Carti’s restlessness is the engine of the album, a reflection of his boredom, attention span, and unbridled imagination in equal measure. That chaos is hollow when he’s hastily following the blueprint of popular prestige rap albums, thrilling when it’s used to capture the feeling of the music in his bloodstream. For example, he’s having a shit-talking ball on the Rich Kidz homage “Like Weezy.” And “Opm Babi” is basically Carti’s take on 1017 Thug’s stream-of-conscious mayhem, with a collision of gunshots, Swamp Izzo supervillain laughs, and blown-out bass. While that’s going down, Carti vibes out (his topics of choice are oral sex and ketamine) as his pitch rapidly shifts from sounding like he’s mid-burp to high enough that, when he hangs onto a note at the end, he almost channels the falsetto of a teenage Tevin Campbell.
A decent chunk of the album feels rushed, bringing in ideas almost as fast as it scraps them. On “HBA,” another highlight of the 2024 single run, new snare rolls that sound like they were added at the last minute are so jarring that even the lead producer of the song, Cardo, seemed caught off guard. There are tracks that feel like they were uploaded to the album by accident, like “Twin Trim,” which is, for whatever reason, a 90-second solo Lil Uzi song that might’ve been collecting dust on Carti’s hard drive for years.

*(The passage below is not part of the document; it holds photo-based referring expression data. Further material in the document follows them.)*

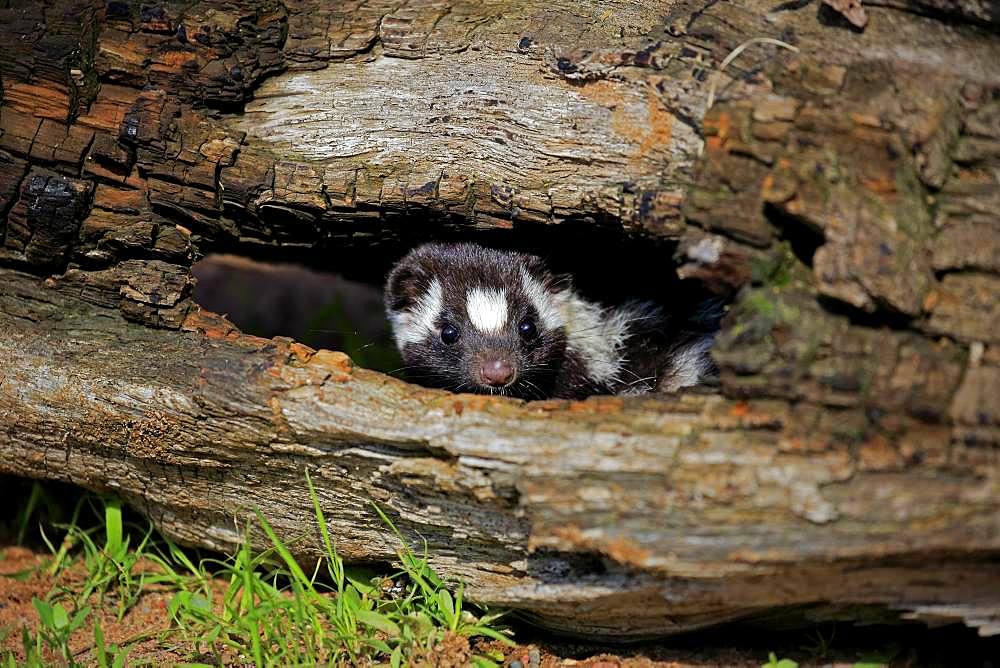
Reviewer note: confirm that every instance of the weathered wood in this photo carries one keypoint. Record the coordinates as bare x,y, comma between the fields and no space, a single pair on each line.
844,196
619,517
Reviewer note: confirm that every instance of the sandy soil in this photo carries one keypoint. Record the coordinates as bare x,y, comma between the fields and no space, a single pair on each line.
22,577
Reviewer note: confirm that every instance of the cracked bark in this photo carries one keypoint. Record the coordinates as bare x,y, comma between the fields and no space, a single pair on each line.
843,196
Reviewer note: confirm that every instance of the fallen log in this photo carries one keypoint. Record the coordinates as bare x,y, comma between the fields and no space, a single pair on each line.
843,195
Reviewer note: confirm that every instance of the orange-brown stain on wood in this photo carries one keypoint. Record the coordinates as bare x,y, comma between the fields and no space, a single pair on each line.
619,548
653,131
340,365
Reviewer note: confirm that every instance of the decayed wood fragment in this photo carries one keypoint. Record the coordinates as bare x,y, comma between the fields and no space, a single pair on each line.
609,516
844,197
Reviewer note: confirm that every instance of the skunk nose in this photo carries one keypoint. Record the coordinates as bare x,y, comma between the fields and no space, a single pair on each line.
496,372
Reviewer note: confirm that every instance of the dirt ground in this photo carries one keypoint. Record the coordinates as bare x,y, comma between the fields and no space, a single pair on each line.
21,578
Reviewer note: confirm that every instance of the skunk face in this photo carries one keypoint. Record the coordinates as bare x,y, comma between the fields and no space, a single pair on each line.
473,319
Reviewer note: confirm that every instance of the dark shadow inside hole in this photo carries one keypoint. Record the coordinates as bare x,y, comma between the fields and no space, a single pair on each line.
319,309
330,295
801,235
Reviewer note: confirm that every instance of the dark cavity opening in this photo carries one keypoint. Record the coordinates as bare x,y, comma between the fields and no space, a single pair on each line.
319,309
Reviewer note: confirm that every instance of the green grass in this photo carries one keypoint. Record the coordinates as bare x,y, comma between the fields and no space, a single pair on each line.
260,608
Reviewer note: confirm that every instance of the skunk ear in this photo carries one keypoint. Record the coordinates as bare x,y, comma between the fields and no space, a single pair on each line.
538,270
407,281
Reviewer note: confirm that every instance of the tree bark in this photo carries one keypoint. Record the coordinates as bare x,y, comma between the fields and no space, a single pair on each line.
844,196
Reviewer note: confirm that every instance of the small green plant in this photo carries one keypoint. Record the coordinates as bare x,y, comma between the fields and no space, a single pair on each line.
774,662
261,608
56,626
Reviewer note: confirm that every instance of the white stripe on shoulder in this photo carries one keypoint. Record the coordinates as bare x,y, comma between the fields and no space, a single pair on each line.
416,325
596,336
546,304
487,308
689,366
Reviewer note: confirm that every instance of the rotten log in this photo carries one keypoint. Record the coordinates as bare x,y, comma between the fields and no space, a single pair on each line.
844,196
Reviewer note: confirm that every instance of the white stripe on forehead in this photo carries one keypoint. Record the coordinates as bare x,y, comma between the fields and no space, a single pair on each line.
416,325
487,308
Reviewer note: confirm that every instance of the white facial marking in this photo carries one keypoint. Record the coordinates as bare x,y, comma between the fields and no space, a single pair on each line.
546,304
416,325
487,308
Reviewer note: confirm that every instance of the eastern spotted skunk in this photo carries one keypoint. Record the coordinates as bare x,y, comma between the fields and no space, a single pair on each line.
473,319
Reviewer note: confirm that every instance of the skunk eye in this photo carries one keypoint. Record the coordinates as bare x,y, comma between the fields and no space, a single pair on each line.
449,334
527,330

Carti appears as overwhelmed by the unchecked freedom and unlimited resources the WLR boom made available to him as I am writing about it.

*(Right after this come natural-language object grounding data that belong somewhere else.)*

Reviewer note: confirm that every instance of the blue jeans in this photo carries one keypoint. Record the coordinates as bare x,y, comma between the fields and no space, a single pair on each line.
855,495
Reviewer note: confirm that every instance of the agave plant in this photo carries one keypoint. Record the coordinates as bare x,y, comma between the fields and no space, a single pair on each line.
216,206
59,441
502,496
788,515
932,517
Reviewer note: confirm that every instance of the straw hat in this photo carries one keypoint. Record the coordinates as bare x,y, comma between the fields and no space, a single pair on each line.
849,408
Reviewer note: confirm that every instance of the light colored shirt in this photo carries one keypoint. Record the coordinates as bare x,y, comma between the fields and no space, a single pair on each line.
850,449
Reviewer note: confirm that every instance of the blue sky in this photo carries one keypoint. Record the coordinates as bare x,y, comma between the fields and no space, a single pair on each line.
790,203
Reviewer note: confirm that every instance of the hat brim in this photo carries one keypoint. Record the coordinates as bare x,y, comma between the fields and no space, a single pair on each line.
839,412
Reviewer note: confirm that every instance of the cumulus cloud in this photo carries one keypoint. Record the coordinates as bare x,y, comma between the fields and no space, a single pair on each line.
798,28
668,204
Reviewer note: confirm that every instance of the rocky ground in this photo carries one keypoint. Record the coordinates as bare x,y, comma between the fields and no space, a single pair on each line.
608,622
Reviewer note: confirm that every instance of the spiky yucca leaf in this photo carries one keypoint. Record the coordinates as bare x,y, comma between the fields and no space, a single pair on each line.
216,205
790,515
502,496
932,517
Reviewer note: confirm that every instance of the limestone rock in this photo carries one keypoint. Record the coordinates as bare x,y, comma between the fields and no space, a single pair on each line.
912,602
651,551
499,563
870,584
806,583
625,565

Sharper is “I Seeeeee You Baby Boi,” where the combination of Carti’s vaporous melodies and DJ Moon and Lucian’s lush beat creates a flamboyant bounce. None of that sexiness carries over to “Fine Shit”—even though the beat is pretty—because the misogyny baked into controlling lyrics like, “My bitch so bad, she can’t even go outside/My bitch so bad, she can’t even post online” is amplified when you’ve been arrested for allegedly choking your girlfriend. As Carti pushes into his late 20s, the hypermasculinity of the Opium movement only feels darker and more charged.
Speaking of hypermasculinity, Carti’s thing nowadays is swagger-jacking Future. On WLR, he lifted Future flows on the regular, but now the resemblance is uncanny—his vocal cosplay is better at sounding like a fried Future than Future. His raspy hangover raps have a nice DS2 edge to them on “Overly,” where the pummeling drums give me flashbacks to listening to Juicy J and Lex Luger’s Rubba Band Business mixtape. Meanwhile, when Future pops in (on “Trim” and “Charge Dem Hoes a Fee”), he’s still in the same innocuous event-album mode of We Don’t Trust You and We Still Don’t Trust You.